- Title: Sayadaw

Personal life
- Born: 1947 Kayin State, Myanmar
- Died: 13 October 2018 (aged 71) Bumrungrad International Hospital, Bangkok, Thailand
- Occupation: Karen Buddhist monk

Religious life
- Religion: Theravada Buddhism
- Dharma names: Sujana

Senior posting
- Teacher: U Winaya
- Based in: Myaing Gyi Ngu, Kayin State, Myanmar

= U Thuzana =

Karen Theravadin Buddhist monk (1947–2018)

Thuzana (သုဇန; Sujana), also known as the Myainggyi-ngu Sayadaw (မြိုင်ကြီးငူဆရာတော်; 1947 – 18 October 2018), was a Karen Theravada Buddhist monk based in Myaing Gyi Ngu, Kayin State, Myanmar. He was the leader of the Democratic Karen Buddhist Army (DKBA), an ethnic insurgent group, until its dissolution in 2010.

== Career ==
Thuzana was responsible for a 1992 campaign of constructing pagodas in Kayin State and held the title Myaing Gyi Ngu Sayadaw. Thuzana owned a large piece of land in the Myaing Gyi Ngu area and offered it to the IDPs to build houses there.

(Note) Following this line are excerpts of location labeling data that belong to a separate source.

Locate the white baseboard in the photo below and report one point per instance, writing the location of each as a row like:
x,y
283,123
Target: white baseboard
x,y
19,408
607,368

Myaing Gyi Ngu began as a small IDP village, but later expanded to become a town.

Thuzana was formerly a member of the Karen National Union (KNU) until his disagreements with the majority Christian leadership led him to split and create the Democratic Karen Buddhist Army (DKBA) in 1994. Until his death, he wielded considerable influence over the DKBA as well as the Border Guard Force (BGF) it later became.

== Construction of Buddhist buildings ==
Thuzana and his followers drew criticism for their ethno-nationalist views and for building pagodas in close proximity to churches and mosques.

Thuzana sponsored the construction of hundreds of small pagodas along the roads between Myaing Gyi Ngu and the nearby Myanmar–Thailand border. He even had pagodas built on the banks of the Salween River at the border. In his mission to spread Buddhism to all people living in mountainous areas, he also built a monastery in Kayah State.

Before his split with the KNU, Thuzana had a pagoda built in Manerplaw, on the site of the former KNU headquarters. However, General Bo Mya, who was the head of KNU at that time, warned him against painting it white as it could be a visible target for the Tatmadaw (Myanmar Armed Forces). This was the first internal disagreement between Thuzana and rest of the KNU's leadership, which would eventually lead to the split.

== Death ==
Thuzana died on 13 October 2018 at the age of 71 at the Bumrungrad International Hospital in Bangkok, Thailand.